Если вглядеться пристальней, можно было даже увидеть этот звук — он превращался в разливающееся над землею сияние…
Я помню весенние праздники, когда в страстную субботу колокол созывал всех в церковь. Не сказал бы, чтоб моих односельчан приводило туда религиозное смирение или желание приобщиться к чему–то просветляющему душу. Суровость жизни на бедной земле в горах, среди буйволов и домашней птицы, грязи дорог и сверкания заснеженных январских лесов приучила их верить только в то, что можно потрогать руками. Их философия была такой же земной, как те корни, которые они перерубали киркой, когда рыли могилу или закладывали фундамент своего жилища. И они шли в церковь не на богослужение, а на необычный спектакль, где декорации вырисовывались на фоне, ночного неба, а над ними метались летучие мыши. Этот театр освещался огнями свечей, которые своим колебанием отмечали энергичную поступь священника и шествующих за ним людей. Со всех сторон были устремлены к ним глаза святых, писанных на покореженных временем досках, — огромные печальные глаза, в которых застыла тревога, быть может, и не о душах человеческих, а о всходах, таких реденьких и чахлых после долгой зимы.
В полночь шли крестным ходом вокруг церкви.
Священник, давно переселившийся в эти края рыжебородый румын, вел процессию через кусты болиголова. В опустевшем храме оставалось лишь эхо колокольного звона.

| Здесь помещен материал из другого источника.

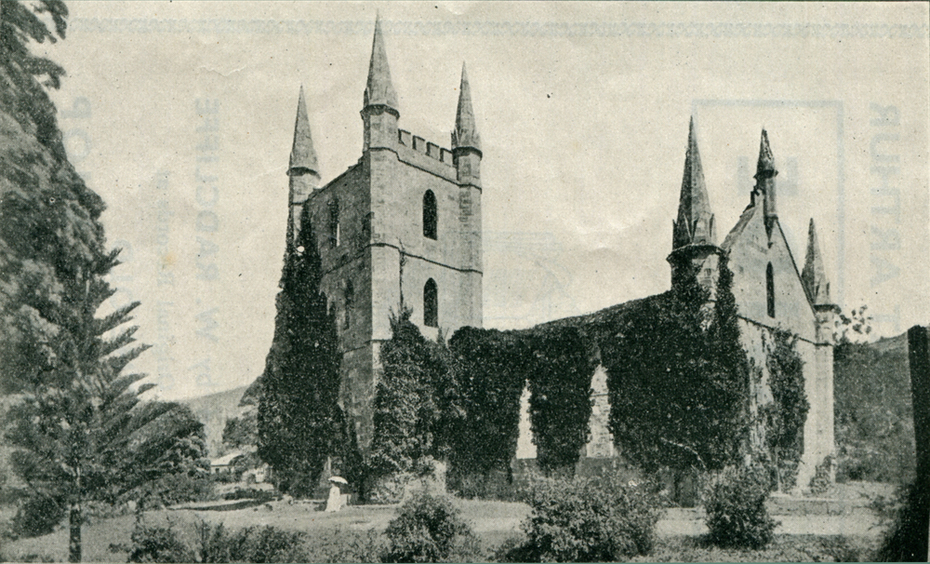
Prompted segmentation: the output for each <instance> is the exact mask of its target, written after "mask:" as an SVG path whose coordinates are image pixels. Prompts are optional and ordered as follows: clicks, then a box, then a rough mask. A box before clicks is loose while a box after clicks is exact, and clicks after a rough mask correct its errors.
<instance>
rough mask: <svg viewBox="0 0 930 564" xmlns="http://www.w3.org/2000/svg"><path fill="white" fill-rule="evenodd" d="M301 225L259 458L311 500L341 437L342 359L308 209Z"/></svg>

Распятый Спаситель висел на кресте, под левой грудью — там, где его пронзило копье, — засохла тонкая струйка крови. У него было восковое, отливавшее желтизной тело и пробитые гвоздями большие, как у пахаря, ступни. Голос рыжего попа не мог вымолить для него воскресения, и свечи были не в силах проложить между болиголовом и неярким мерцанием звезд тропку, по которой мог бы пройти человек в терновом венце. Священник подпрыгивал на проворных кривоватых ногах — даже облачение не могло скрыть его пружинящую, подскакивающую походку. Свою роль в ночном представлении он исполнял с присущей румынам старательностью — так яге старательно он объезжал бы норовистую кобылу, дове дись ему быть, например, командиром подразделения в кавалерийском полку.